The Barlow and Sanderson stagecoach in Monte Vista is a mud wagon like those that operated in the 1870s and 1880s along Barlow and Sanderson lines in the San Luis Valley. The only regional example of its type, the stagecoach was acquired by the Monte Vista Commercial Club and donated in 1959 to the Colorado Historical Society, which housed it for decades in the Fort Garland Museum. Because of conditions imposed on the original donation, in 2014 History Colorado (formerly the Colorado Historical Society) returned the stagecoach to Monte Vista, where it is in storage awaiting renovation and display in the Transportation of the West Museum.

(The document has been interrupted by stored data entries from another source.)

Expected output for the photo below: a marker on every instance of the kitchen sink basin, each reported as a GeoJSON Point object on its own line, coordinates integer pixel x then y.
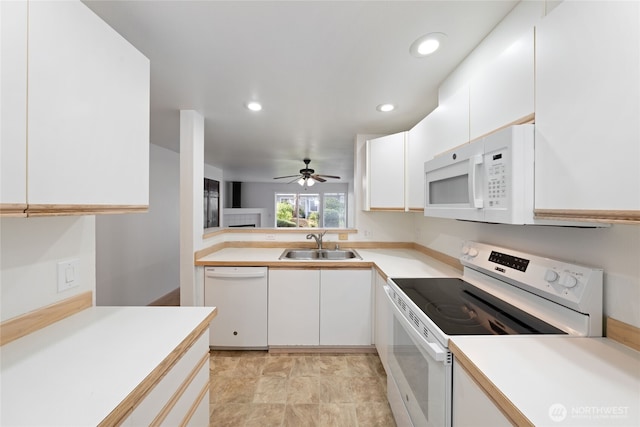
{"type": "Point", "coordinates": [319, 254]}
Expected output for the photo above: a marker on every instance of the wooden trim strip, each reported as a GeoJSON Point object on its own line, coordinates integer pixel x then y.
{"type": "Point", "coordinates": [196, 405]}
{"type": "Point", "coordinates": [440, 256]}
{"type": "Point", "coordinates": [529, 118]}
{"type": "Point", "coordinates": [208, 251]}
{"type": "Point", "coordinates": [505, 406]}
{"type": "Point", "coordinates": [608, 216]}
{"type": "Point", "coordinates": [120, 412]}
{"type": "Point", "coordinates": [162, 415]}
{"type": "Point", "coordinates": [168, 299]}
{"type": "Point", "coordinates": [59, 210]}
{"type": "Point", "coordinates": [25, 324]}
{"type": "Point", "coordinates": [13, 210]}
{"type": "Point", "coordinates": [364, 349]}
{"type": "Point", "coordinates": [624, 333]}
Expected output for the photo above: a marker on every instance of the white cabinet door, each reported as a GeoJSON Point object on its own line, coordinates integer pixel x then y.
{"type": "Point", "coordinates": [383, 321]}
{"type": "Point", "coordinates": [587, 109]}
{"type": "Point", "coordinates": [417, 148]}
{"type": "Point", "coordinates": [294, 307]}
{"type": "Point", "coordinates": [386, 172]}
{"type": "Point", "coordinates": [471, 406]}
{"type": "Point", "coordinates": [345, 307]}
{"type": "Point", "coordinates": [88, 109]}
{"type": "Point", "coordinates": [240, 294]}
{"type": "Point", "coordinates": [449, 123]}
{"type": "Point", "coordinates": [13, 93]}
{"type": "Point", "coordinates": [503, 92]}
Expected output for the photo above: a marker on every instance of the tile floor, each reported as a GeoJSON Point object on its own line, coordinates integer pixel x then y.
{"type": "Point", "coordinates": [256, 388]}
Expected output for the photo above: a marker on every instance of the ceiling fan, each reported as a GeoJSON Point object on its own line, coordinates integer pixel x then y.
{"type": "Point", "coordinates": [307, 176]}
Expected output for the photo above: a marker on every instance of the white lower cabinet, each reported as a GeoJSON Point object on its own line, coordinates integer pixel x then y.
{"type": "Point", "coordinates": [345, 307]}
{"type": "Point", "coordinates": [320, 307]}
{"type": "Point", "coordinates": [181, 395]}
{"type": "Point", "coordinates": [471, 406]}
{"type": "Point", "coordinates": [383, 324]}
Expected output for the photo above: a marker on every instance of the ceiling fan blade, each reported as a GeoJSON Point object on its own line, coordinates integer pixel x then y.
{"type": "Point", "coordinates": [287, 176]}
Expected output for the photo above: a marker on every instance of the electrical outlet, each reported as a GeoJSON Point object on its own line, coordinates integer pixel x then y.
{"type": "Point", "coordinates": [68, 274]}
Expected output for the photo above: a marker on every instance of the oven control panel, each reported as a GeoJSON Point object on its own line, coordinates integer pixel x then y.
{"type": "Point", "coordinates": [574, 286]}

Barlow and Sanderson in the San Luis Valley
Before the rapid expansion of railroads in the West in the 1870s and 1880s, stagecoaches carried passengers, mail, and freight from town to town. Bradley Barlow and Jared Sanderson first entered the stagecoach business in the early 1860s in Missouri. The first use of the Barlow, Sanderson and Company name came in 1866, by which time it had a route to California. It was the only major company operating on western mainlines aside from Wells, Fargo and Company, which had come to dominate stage lines in the West. In the early 1870s Barlow and Sanderson controlled the Southern Overland Mail and Express Company, which was the last transcontinental stage line and the last stagecoach carrier of mail to California, as well as the mail route between Denver and Santa Fe. At its height, the company reportedly had 5,000 horses and mules in constant use on stage lines in Colorado and New Mexico.
By the mid-1870s stagecoaches were becoming feeders operating at the fringes of the railroads rather than main lines of transportation. Barlow and Sanderson began to operate a network of lines linking the San Luis Valley and the San Juan Mountains to the railroads. As the Denver & Rio Grande Railroad and the Atchison, Topeka & Santa Fe Railroad moved into the San Luis Valley, the stage terminus shifted each time the railroads opened a new section of track. By the early 1880s Barlow and Sanderson was operating primarily between mining camps in the San Juan Mountains.
Barlow retired in 1878. The company continued to operate in Colorado under the name J. L. Sanderson and Company until 1884, when Sanderson sold his Colorado operations to the Colorado and Wyoming Stage, Mail and Express Company. The same coaches continued to serve the company’s stage lines, but by this time stage use in Colorado had entered a period of permanent decline.
The Stagecoach at Fort Garland
Sometime before 1947, the Monte Vista Commercial Club (predecessor of the Chamber of Commerce) bought a Barlow and Sanderson stagecoach that had been used in the San Luis Valley in the 1870s and 1880s. In 1959 the club donated the stagecoach to the Colorado Historical Society, which decided to display it at the Fort Garland Museum to illustrate the fort’s use as a stage stop. In 1962 the stagecoach was restored and painted red, the color found on the popular Concord model made by leading nineteenth-century New Hampshire–based stagecoach manufacturer Abbot, Downing and Company.
In 1993, the stagecoach was examined by Merri Ferrell, a curator and carriage expert from the Museums at Stony Brook (now the Long Island Museum of American Art, History, and Carriages). Ferrell determined that the stagecoach was made by Abbot, Downing but was not a Concord coach. Instead, the stagecoach resembles a “mud wagon” found in the 1871 Abbot, Downing catalog. This type of wagon was smaller, lighter, and lower to the ground than a Concord coach. It was used primarily on steep and rough mountain roads in the West, especially in bad weather. The original color used on mud wagons was straw yellow, not the red of Concord coaches.
In 1996, a State Historical Fund grant allowed the stagecoach to be properly restored to its original color scheme. It continued to suffer damage over the next two decades, however, because it was displayed at Fort Garland in a shed that was open to the elements.
Move to Monte Vista
When the Monte Vista Commercial Club originally donated the stagecoach to the Colorado Historical Society in 1959, the donation came with conditions, including a provision allowing Monte Vista to use the stagecoach for special events and prohibiting its removal from Fort Garland for any other reason. This meant that History Colorado could not maintain the stagecoach in accordance with professional museum standards. As a result, History Colorado officially removed the stagecoach from its holdings on July 24, 2014, and transferred custody to Monte Vista.
The stagecoach is now in storage in Monte Vista awaiting decisions about funding and renovations. The Monte Vista Historical Society hopes the stagecoach will be renovated and placed in the Transportation of the West Museum, which offers an enclosed location to protect the stagecoach and an appropriate interpretive framework for understanding its history.